I’m formally tapping out of Grails plugins and mailing lists at this point. It’s nothing personal to anyone involved or a particular judgement on Grails—I just don’t care anymore.
I’ve got a different life going these days as a student at Duke Divinity School and a GAMS developer at the Climate Change Policy Partnership. I did Grails plugin development because I found it useful, and I hoped someone else would find my work useful, too.
Now that I don’t find it useful anymore, I don’t want to do it anymore. I’d rather spend what little free time I have for open source working on more interesting problems than dealing with when files get compiled in Grails (an outstanding issue with Autobase) or why I can’t use metaclass mangling to create a method with the same name as a property (the outstanding issue for GORM Labs).
If you’re interested in taking over leadership of one of my projects, please do: drop me an e-mail if you need my help in the transition.
13 Comments
Your work on Grails plugins was a lot more useful than your blog posts describing the minutiae of your college courses. If you spent less time blogging laundry lists of the courses your taking, you’d have more time left over for plugin development.
I’d suggest you subscribe to the No School RSS feed, so you can be spared such annoyances in the future.
And BTW, it’s my graduate school career which I post blogs about, not my college career. And that’s also my future career, in contrast to Grails plugin development, which is my previous career.
Also: see paragraph #3 in the original post. And, for that matter, paragraph #1 and #2. It’s not about time: it’s about not being engaged or interested anymore.
Robert: I don’t know why you let people post nasty comments on your blog when they don’t add anything to the conversation. It kind of disgusts me that people take the time out of their day to write whiny, nonconstructive things like this. Just delete them.
But then someone will be WRONG on the internet!
:)
I didn’t know about that “no school” feed, my bad. Apologies for the tone of the previous post, I guess I was just disappointed to learn that the Grails plugin development community will be losing one of it’s foremost contributors.
No problem: I kinda expected to get some feedback along the lines of, “Yeah? Well, we never liked you anyway! So there!” So your comment was relatively mild compared to my expectations. :)

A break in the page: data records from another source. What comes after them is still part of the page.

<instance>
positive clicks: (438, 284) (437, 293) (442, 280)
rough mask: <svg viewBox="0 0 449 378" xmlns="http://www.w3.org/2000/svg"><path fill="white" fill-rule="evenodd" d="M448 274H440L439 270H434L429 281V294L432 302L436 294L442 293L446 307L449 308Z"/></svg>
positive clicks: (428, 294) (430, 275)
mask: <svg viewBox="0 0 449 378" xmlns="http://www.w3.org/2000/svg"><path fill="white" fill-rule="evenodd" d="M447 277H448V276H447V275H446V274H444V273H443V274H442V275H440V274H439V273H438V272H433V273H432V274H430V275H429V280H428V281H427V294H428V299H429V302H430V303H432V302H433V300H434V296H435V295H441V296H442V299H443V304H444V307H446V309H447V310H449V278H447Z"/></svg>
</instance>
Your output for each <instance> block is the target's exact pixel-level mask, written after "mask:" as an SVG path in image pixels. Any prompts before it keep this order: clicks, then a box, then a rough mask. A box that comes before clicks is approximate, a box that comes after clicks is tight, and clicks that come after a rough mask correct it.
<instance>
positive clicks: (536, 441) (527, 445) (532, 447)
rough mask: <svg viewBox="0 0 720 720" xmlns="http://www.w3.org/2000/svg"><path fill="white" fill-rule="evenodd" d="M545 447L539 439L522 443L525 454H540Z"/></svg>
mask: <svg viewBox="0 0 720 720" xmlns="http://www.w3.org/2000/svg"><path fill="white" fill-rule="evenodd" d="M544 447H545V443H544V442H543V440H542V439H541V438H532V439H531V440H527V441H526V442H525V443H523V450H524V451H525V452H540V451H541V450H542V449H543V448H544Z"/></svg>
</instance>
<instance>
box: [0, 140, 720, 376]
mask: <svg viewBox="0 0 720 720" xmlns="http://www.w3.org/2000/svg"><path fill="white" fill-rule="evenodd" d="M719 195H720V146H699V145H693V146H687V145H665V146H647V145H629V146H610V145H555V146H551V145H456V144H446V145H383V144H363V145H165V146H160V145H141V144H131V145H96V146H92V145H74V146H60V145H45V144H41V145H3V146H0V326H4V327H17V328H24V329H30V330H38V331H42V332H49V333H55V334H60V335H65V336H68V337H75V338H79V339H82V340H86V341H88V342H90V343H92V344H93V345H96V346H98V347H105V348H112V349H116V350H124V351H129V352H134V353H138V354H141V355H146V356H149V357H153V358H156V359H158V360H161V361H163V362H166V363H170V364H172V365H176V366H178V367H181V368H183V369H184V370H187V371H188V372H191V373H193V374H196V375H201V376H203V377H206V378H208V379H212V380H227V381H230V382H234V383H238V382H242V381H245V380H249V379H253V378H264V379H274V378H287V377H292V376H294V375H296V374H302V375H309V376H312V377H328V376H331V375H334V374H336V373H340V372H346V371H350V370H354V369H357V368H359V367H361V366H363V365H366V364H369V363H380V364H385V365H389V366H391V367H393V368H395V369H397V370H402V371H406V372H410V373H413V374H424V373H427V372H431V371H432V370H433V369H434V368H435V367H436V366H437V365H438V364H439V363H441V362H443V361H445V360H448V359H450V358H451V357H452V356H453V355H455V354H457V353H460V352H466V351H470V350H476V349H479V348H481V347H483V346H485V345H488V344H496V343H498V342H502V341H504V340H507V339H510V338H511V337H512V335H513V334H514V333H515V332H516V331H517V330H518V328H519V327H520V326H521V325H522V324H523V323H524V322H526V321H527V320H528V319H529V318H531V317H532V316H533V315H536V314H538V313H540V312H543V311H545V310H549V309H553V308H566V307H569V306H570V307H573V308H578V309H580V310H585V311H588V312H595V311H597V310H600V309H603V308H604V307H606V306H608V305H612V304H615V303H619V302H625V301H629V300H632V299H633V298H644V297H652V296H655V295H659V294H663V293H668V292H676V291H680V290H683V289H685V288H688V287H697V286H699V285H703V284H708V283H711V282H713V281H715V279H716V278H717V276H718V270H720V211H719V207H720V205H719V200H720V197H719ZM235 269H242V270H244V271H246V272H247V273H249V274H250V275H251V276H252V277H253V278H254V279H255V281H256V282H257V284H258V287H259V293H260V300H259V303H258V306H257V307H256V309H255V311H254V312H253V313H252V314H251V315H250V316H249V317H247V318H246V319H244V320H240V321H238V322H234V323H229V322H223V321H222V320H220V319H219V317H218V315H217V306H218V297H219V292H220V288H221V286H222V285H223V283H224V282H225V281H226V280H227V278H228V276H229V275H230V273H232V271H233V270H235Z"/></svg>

Thank you for all of your contributions to the community. You’re presence will be missed :-(
~ Wishing you the best!
Thanks. It’s been fun and rewarding while it lasted.
do you have any recommendations as to what to use for migrations?
as a way to learning grails i am porting a smallish rails app that i wrote.
Autobase was the most promising contender, and it’s still receiving a fair amount of support from the community even though I’m gone. There isn’t a particularly compelling alternative—which is true for Rails, too, unfortunately. The whole space of database migrations is just an ugly, ugly space.
Thanks Robert for your contributions. I’ve personally benefited greatly from autobase and I feel it is THE BEST plugin available in Grails.
Good luck on your career moves!
I’m glad I stumbled upon this blog b4 wasting time trying to hire ya. BTW: know of any Grails consultants needing work?